Yasmin Belkaid, PhD (NIAID) obtained her Ph.D. in 1996 from the Pasteur Institute in France on innate responses to Leishmania infection. Following a postdoctoral fellowship at NIAID on immune regulation during infection, she joined the Children’s Hospital Research Foundation in Cincinnati as an assistant professor. In 2005, she joined the Laboratory of Parasitic Diseases at NIAID and was appointed senior scientist in 2008. She is currently the chief of the mucosal immunology section in the laboratory of Parasitic diseases. Yasmine Belkaid is an international leader in the field of immune regulation. Her work has defined fundamental mechanisms that regulate host immune responses to pathogens at mucosal and skin sites and revealed key roles for commensal microbiota and dietary factors in the maintenance of tissue homeostasis.
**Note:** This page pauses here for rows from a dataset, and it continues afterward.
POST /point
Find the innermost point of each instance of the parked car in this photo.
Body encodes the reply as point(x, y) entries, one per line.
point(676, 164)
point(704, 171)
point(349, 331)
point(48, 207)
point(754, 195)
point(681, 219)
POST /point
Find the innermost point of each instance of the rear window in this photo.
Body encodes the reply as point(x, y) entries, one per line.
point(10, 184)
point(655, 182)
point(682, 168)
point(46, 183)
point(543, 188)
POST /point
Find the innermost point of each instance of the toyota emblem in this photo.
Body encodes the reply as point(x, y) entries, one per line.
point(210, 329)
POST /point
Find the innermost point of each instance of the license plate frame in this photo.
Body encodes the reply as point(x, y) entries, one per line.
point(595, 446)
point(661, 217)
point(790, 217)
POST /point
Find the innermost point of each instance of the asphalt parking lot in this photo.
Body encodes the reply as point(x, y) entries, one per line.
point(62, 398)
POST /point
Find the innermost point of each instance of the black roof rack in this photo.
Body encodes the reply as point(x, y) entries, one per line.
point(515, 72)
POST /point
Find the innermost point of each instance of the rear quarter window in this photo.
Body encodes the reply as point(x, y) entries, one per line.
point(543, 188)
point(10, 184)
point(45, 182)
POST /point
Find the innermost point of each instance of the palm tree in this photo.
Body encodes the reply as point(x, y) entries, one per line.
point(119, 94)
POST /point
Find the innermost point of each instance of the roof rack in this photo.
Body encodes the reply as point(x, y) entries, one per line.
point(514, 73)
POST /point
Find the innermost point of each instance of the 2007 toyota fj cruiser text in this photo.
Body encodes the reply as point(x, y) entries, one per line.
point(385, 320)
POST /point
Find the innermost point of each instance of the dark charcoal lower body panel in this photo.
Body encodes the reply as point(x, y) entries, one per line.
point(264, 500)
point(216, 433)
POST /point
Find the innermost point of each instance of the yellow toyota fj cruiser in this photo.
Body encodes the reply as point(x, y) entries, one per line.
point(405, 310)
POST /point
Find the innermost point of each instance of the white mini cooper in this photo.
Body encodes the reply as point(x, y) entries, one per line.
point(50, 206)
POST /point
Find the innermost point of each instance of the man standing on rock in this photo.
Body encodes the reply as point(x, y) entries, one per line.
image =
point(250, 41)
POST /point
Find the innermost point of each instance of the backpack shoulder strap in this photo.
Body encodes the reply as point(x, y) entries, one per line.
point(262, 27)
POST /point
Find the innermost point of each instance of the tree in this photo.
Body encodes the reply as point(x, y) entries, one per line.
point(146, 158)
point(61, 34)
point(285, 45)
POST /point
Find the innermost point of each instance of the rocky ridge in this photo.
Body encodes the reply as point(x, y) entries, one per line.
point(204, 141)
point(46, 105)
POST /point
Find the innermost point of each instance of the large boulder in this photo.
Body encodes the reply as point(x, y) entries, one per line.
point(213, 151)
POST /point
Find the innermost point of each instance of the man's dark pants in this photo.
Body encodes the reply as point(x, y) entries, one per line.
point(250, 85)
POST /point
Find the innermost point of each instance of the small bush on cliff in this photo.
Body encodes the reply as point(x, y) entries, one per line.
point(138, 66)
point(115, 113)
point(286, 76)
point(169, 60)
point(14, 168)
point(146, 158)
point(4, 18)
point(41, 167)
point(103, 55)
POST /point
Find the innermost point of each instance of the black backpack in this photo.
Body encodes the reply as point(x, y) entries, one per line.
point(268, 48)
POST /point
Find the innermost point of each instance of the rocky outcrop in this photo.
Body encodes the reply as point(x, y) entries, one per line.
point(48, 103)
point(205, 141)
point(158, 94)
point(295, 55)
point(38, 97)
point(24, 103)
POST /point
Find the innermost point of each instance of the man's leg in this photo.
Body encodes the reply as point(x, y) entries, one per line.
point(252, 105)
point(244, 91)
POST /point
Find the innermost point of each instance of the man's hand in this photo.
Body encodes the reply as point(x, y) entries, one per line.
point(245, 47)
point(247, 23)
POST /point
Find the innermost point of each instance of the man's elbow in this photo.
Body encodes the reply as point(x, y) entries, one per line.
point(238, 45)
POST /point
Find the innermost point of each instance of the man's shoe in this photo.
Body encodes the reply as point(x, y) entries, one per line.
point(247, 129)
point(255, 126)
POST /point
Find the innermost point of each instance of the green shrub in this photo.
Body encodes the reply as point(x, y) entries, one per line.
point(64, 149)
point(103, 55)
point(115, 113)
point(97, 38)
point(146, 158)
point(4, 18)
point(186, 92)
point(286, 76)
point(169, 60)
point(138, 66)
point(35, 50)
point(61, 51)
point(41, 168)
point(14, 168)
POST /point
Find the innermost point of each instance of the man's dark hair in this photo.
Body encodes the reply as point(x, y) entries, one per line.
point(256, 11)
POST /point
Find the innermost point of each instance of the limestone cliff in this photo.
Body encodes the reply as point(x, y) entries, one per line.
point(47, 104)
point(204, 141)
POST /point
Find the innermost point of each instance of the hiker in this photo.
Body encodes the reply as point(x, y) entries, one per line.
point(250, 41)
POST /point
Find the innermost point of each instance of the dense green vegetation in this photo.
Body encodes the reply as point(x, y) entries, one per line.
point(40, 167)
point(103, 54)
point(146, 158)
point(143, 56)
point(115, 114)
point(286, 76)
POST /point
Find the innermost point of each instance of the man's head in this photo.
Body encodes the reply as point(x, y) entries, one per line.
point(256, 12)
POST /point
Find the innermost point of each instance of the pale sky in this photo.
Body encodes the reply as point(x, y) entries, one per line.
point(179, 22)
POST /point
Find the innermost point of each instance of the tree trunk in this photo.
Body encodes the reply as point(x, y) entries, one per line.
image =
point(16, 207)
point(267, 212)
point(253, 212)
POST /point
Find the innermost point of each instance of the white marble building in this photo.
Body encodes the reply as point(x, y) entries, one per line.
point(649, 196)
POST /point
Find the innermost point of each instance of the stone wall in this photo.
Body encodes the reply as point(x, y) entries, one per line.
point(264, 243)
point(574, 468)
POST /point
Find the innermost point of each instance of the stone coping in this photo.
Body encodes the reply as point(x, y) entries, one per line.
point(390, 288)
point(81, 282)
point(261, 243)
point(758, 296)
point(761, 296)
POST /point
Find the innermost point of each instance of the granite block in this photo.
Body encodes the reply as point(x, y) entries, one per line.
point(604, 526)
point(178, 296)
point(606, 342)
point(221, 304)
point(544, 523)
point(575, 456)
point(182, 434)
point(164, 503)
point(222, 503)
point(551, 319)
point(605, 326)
Warren Strober, MD (NIAID) is a leader in the study of mucosal antibody responses, oral tolerance, and gastroenterological diseases caused by immunologic abnormalities. His discoveries concerning the mucosal immune system have formed the basis of our knowledge of IgA B cell development and the mechanisms of mucosal inflammation. Dr. Strober is the recipient of numerous awards, including the Distinguished Achievement Award of the American Gastroenterological Association and the PHS Distinguished Achievement Medal. In addition, he has been awarded an Honorary Doctorate from the Humboldt University, Berlin. Dr Strober has provided leadership to the scientific community as chair of the American Board of Allergy and Immunology and as president of the Society for Mucosal Immunity.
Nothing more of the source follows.